Maintenant, arrêtons-nous aux patriarches qui sont expressément appelés prophètes. « Il ne souffrit pas qu’aucun les opprimât, et Il a même châtié des rois pour l’amour d’eux, disant : Ne touchez point à mes oints et ne faites point de mal à mes prophètes ». Dans ce passage, le droit au titre de prophète peut s’expliquer sur le même principe que nous venons de voir. Les patriarches étaient les interprètes d’alors de la pensée de Dieu : « appelés à sortir », parce qu’il s’était introduit dans le monde un mal nouveau et terrible dont il n’est jamais fait mention avant les jours d’Abraham — l’idolâtrie. L’Écriture ne signale l’idolâtrie qu’après le déluge. Elle se répandit de tous côtés et devint prédominante même parmi les descendants de Sem. C’est pourquoi Dieu fit sortir Abraham comme témoin par ses paroles et par ses actes, dans sa séparation d’avec une si flagrante iniquité. La prophétie, ou le fait de l’existence d’un prophète, suppose toujours la présence d’un mal nouveau qui va croissant, à cause duquel Dieu trouve bon de manifester Sa pensée par rapport à l’avenir, et de lui donner une valeur pratique actuelle pour ceux qui se trouvent en ce moment-là sur la terre.

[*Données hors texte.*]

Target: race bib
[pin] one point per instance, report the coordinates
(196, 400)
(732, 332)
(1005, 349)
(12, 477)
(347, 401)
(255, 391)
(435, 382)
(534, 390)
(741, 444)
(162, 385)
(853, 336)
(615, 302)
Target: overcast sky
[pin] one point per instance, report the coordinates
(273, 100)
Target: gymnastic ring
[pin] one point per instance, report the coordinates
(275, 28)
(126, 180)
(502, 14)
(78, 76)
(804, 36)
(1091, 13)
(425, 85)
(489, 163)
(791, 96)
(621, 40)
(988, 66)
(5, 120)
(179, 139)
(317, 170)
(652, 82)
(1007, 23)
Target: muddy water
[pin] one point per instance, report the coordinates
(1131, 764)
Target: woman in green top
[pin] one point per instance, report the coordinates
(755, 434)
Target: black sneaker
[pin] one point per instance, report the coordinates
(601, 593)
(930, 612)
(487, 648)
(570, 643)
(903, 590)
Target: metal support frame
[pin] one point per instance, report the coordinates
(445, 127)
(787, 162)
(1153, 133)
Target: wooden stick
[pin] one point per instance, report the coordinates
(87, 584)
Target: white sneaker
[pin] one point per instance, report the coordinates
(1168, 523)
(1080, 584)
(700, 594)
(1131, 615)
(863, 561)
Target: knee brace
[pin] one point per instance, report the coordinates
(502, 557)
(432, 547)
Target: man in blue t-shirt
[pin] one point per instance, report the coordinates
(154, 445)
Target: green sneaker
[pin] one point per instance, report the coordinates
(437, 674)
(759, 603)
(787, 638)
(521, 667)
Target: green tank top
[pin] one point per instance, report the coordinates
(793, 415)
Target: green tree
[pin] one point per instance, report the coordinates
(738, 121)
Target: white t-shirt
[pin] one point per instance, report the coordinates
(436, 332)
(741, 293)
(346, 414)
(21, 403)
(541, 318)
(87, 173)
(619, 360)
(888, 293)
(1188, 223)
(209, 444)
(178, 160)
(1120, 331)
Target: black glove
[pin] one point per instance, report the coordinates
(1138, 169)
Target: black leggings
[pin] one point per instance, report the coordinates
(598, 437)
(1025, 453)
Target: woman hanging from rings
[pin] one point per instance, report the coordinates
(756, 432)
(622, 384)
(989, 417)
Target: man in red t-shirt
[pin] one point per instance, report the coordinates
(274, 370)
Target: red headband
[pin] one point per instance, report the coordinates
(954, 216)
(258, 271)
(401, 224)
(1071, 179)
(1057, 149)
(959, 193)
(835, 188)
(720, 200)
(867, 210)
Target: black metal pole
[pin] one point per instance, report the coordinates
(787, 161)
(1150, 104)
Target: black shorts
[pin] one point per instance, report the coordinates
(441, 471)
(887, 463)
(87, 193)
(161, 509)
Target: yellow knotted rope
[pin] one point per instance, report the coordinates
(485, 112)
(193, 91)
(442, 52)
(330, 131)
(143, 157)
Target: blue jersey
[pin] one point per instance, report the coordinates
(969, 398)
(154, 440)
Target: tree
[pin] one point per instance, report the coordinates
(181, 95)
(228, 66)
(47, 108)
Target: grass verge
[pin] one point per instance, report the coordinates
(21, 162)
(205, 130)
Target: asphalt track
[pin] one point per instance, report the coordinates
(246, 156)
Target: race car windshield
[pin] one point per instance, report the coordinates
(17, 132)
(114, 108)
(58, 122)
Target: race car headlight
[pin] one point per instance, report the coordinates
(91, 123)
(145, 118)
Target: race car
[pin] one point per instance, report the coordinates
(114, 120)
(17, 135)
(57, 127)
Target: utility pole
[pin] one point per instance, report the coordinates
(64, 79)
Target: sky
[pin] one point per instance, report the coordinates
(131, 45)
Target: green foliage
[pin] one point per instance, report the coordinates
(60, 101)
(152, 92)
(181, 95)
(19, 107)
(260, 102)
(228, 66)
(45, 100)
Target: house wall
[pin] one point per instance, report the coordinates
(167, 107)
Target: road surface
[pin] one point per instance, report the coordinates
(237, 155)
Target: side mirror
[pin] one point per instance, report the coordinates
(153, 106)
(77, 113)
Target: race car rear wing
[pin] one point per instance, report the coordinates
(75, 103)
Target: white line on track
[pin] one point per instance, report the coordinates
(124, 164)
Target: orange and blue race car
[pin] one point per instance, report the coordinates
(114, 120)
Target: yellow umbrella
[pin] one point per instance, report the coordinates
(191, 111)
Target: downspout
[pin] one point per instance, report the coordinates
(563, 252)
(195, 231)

Cela fut rendu manifeste dans le cas de Moïse. Car, quoiqu’il fût le grand législateur, le veau d’or fut établi presque immédiatement ; et la ruine d’Israël comme peuple placé sous la loi, se trouva ainsi consommée. Et ce fut à lui, en sa qualité de grand prophète d’Israël (Deut. 34, 10), à révéler la corruption certaine et croissante du peuple, quelles que pussent être, à la fin, les ressources de la grâce de Dieu, comme à une époque antérieure, il avait prédit l’inévitable jugement de Dieu sur l’Égypte. Descendant plus bas dans l’histoire d’Israël, nous rencontrons celui qui commence la série des prophètes proprement dits ; car voici comment il est mentionné dans l’Écriture : « et même tous les prophètes depuis Samuel, et ceux qui l’ont suivi ». Sa vocation eut lieu à une période très critique de l’histoire d’Israël ; dans un temps où les enfants d’Israël étaient tombés si bas, qu’ils voulaient se servir de l’arche même de Dieu, comme d’un charme pour se garantir de la puissance de leurs ennemis. Ce fut alors que Dieu exposa Son peuple à l’opprobre. Son arche fut prise, et I-Cabod fut le seul nom que pouvait appliquer une âme pieuse qui avait le sentiment vrai de l’état des choses. La gloire s’en était allée ; et c’est à peu près vers ce temps qu’il nous est parlé de Samuel le prophète. Si son apparition était le signe d’une crise nouvelle, elle servit aussi du moins à montrer que Dieu, afin de justifier Son nom, introduit la lumière de la prophétie comme une consolation pour le cœur de ceux qui demeurent fermes pour Lui.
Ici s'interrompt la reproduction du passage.